Встреча с русскими революционерами была формирующим опытом для Адлера. В 1909 году он выступил с докладом «Психология марксизма» на собрании Венского психоаналитического общества. Этот доклад, в котором был представлен клинический случай Иоффе, вызвал несогласие многих членов общества, которые, как и сам его основатель Фрейд, в политическом плане были намного правее Адлера и тем более Иоффе. Образцовый для психологии Адлера случай Иоффе действительно очень отличался от любимого кейса Фрейда – ленивого, развращенного русского дворянина Сергея Панкеева, более известного как Человек-волк. Во многих отношениях фрейдовская история Панкеева, которая рассказывала о необычной сексуальности героя, перемещая ее в безопасные сферы фантазии, была ответом на марксистскую историю Иоффе, которая у Адлера подчеркивала волю к власти и реальность общественной борьбы. В нашем календаре пси-науки мы можем отметить 10 марта 1909 года, когда Адлер сделал свой доклад об Иоффе, как дату рождения фрейдомарксизма.
Возвращаясь в редакцию «Правды» прямо с кушетки Адлера, Иоффе делился своими переживаниями с Троцким, который позже написал с хорошей долей юмора: «В обмен на уроки психоанализа я проповедовал Иоффе мою теорию перманентной революции». Позже Иоффе был снова сослан в Сибирь.

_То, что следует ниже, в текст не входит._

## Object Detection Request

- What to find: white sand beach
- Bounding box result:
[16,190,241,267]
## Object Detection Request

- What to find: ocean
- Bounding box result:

Он сумел практиковать там психоанализ среди каторжан и, что еще более удивительно, публиковать свои результаты в московском психиатрическом журнале. Со своей стороны, Троцкий вспоминал: «в течение нескольких лет моего пребывания в Вене я довольно близко соприкасался с фрейдистами, читал их работы и даже посещал тогда их заседания»[590]
. Конечно, Троцкий был только наполовину фрейдистом, примерно как Фрейд был только наполовину большевиком. Порой, однако, Троцкий хотел большего. В духе пси-науки он мечтал объединить две перспективы – нисходящий взгляд психоанализа и восходящий взгляд физиологии. В известном письме 1923 года он советовал Ивану Павлову (нобелевскому лауреату и, вероятно, самому известному ученому среди тех, кто остался в России после революции) интегрировать психоанализ с научной физиологией. Троцкий верил, что научная истина и политическая воля объединятся, чтобы преобразить человеческую природу и построить рациональный рай. Как он говорил позже, «вдохновенная рука Зигмунда Фрейда, гениального человека, открыла новые способы подчинить самые глубокие силы души преобразованиям, основанным на разуме и воле»[591]. В противоположность Фрейду с его противопоставлением победоносной науки и неисправимой природы человека, Троцкий видел в психоанализе столь же многообещающий способ изменить мир, что и в других авангардных созданиях науки, которые он знал и любил, например в электростанциях или бронепоездах.